We have taken action to make it as easy as possible for eligible small businesses to access the relief and so improve take-up. In 2007 we removed the requirement for claimants to re-apply each year, so that a small business only had to apply once in each revaluation period. And on December 9 2009 we laid before Parliament an Order to remove the requirement to re-apply for SBRR at revaluation in 2010, a move which has been welcomed by the Federation of Small Businesses.
There is no additional levy added to the business rate multiplier to take account of estimated losses for appeal for each individual year. The business rate multiplier is calculated in a revaluation year according to the formula at schedule 7 of the Local Government Finance Act 1988.
The formula allows for the total rateable value of the ratings lists to be adjusted to take account of estimated losses in appeals. The subsequent multiplier for each year of the 2005 ratings list following the 2005-06 revaluation year was adjusted just by the RPI inflation.
The calculation of the 2005-06 multiplier including an adjustment for estimated losses in appeals is set out in the Business Rates Information letter that I have put in the House Library.
The five-yearly business rates revaluations make sure each business pays its fair contribution and no more by ensuring that the share of the national rates bill paid by any one business reflects changes over time in the value of its property relative to others.

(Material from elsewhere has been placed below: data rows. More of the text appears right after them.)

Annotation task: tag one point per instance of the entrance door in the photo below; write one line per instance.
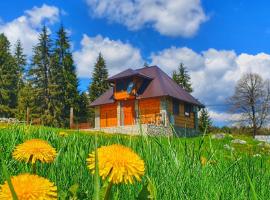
(108, 115)
(129, 112)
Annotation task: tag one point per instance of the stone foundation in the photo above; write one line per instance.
(149, 129)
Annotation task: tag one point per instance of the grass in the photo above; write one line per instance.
(172, 164)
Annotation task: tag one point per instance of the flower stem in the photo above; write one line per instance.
(34, 168)
(6, 174)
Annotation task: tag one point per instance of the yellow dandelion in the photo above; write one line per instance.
(62, 134)
(203, 161)
(117, 163)
(33, 150)
(28, 187)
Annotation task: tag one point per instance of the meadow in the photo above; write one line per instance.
(179, 168)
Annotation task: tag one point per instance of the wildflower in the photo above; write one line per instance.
(62, 134)
(29, 187)
(117, 163)
(203, 160)
(33, 150)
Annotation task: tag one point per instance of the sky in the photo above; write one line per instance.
(218, 41)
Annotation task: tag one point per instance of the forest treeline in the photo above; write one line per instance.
(46, 83)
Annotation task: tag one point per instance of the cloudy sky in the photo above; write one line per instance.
(218, 41)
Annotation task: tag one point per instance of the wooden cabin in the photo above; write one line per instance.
(145, 96)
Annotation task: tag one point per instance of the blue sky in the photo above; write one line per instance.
(217, 40)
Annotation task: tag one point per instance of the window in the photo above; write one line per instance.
(188, 109)
(122, 85)
(176, 107)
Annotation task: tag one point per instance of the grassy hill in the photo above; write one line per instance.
(180, 168)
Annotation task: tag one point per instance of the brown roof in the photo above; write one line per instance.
(160, 85)
(128, 73)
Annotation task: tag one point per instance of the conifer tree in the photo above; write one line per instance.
(84, 110)
(26, 99)
(205, 121)
(182, 78)
(99, 79)
(65, 80)
(40, 73)
(8, 79)
(20, 60)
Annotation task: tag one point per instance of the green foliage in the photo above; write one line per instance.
(148, 191)
(20, 60)
(205, 122)
(173, 164)
(66, 81)
(182, 78)
(84, 110)
(53, 79)
(25, 100)
(8, 79)
(99, 82)
(40, 74)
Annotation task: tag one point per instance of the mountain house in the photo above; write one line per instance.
(146, 100)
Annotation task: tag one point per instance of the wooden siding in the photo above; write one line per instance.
(149, 111)
(129, 112)
(181, 120)
(108, 115)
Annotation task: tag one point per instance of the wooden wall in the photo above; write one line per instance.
(149, 111)
(181, 120)
(108, 115)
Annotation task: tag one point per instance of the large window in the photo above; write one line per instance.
(122, 85)
(176, 107)
(188, 109)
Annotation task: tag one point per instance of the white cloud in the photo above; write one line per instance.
(169, 17)
(118, 55)
(224, 117)
(214, 73)
(26, 27)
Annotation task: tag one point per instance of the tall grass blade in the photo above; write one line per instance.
(96, 178)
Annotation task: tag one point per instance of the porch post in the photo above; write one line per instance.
(163, 111)
(196, 117)
(97, 117)
(137, 115)
(118, 113)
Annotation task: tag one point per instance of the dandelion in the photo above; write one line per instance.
(203, 160)
(33, 150)
(117, 163)
(62, 134)
(29, 187)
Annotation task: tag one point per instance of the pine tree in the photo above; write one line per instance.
(26, 100)
(205, 121)
(8, 79)
(99, 79)
(24, 90)
(65, 81)
(40, 73)
(84, 110)
(20, 60)
(182, 78)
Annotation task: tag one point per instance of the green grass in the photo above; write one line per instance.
(172, 164)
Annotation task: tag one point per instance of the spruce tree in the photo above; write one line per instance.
(205, 121)
(65, 80)
(40, 73)
(24, 90)
(26, 99)
(99, 79)
(182, 78)
(20, 60)
(84, 110)
(8, 79)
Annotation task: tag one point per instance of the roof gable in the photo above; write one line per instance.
(160, 85)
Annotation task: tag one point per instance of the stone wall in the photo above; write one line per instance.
(153, 130)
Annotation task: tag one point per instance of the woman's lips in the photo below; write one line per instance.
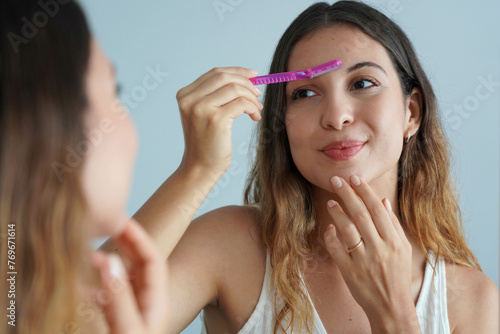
(343, 150)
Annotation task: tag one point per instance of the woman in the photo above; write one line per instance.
(351, 223)
(66, 158)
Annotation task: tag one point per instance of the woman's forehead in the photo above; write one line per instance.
(349, 44)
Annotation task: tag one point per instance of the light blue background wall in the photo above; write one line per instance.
(458, 43)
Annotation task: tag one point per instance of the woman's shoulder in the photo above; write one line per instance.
(473, 300)
(230, 223)
(229, 233)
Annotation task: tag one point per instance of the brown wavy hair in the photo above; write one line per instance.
(427, 199)
(42, 211)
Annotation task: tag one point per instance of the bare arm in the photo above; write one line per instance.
(168, 212)
(208, 107)
(473, 301)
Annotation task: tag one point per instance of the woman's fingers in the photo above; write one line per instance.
(394, 219)
(356, 209)
(116, 298)
(232, 93)
(219, 77)
(347, 232)
(377, 210)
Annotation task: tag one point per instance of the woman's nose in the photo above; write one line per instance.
(337, 112)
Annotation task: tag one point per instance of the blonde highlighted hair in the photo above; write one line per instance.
(427, 200)
(42, 211)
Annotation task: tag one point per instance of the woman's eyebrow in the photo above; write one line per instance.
(365, 64)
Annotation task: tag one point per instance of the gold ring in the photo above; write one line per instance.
(356, 246)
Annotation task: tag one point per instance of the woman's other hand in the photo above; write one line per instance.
(208, 108)
(374, 256)
(133, 297)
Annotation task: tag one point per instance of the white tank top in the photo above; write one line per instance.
(432, 310)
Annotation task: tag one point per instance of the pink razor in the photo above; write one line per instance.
(297, 75)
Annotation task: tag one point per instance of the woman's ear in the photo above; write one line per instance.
(413, 112)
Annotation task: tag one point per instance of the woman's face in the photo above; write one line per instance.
(108, 166)
(350, 121)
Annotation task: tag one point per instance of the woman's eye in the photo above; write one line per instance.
(302, 94)
(360, 84)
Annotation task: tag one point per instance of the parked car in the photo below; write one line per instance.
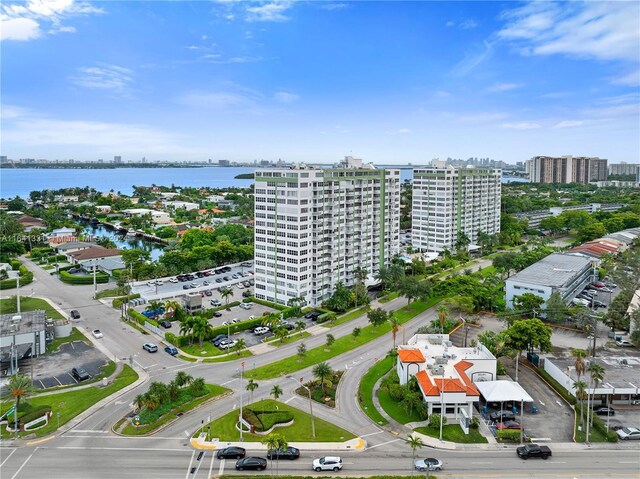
(288, 453)
(327, 463)
(604, 411)
(428, 464)
(232, 452)
(80, 374)
(171, 350)
(255, 463)
(627, 433)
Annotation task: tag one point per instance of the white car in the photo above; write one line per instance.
(428, 464)
(627, 433)
(327, 463)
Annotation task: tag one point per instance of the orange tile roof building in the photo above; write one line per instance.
(445, 373)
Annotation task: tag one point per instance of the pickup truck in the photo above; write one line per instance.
(533, 450)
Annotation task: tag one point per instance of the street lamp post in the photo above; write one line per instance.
(313, 424)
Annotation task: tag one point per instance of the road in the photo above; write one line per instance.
(91, 450)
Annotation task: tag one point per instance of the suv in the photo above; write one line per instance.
(80, 374)
(327, 463)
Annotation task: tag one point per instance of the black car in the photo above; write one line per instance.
(80, 374)
(232, 452)
(604, 411)
(503, 416)
(288, 453)
(256, 463)
(216, 341)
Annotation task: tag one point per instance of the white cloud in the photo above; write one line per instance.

The 2010 revaluation will not raise a single extra penny for Government.
Over a million properties will see their business rate liabilities come down as a result of revaluation. The Government have put in place a £2 billion relief scheme to limit the impact on the minority with bill increases, which in 2010-11 will ensure no business property sees its rates bill increase by more than 11 per cent. as a result of the revaluation, with maximum increases capped at just 3.5 per cent. for small properties. That is on top of the wider support available to help ease business pressures including discounted rate bills for small businesses and deferring tax payments.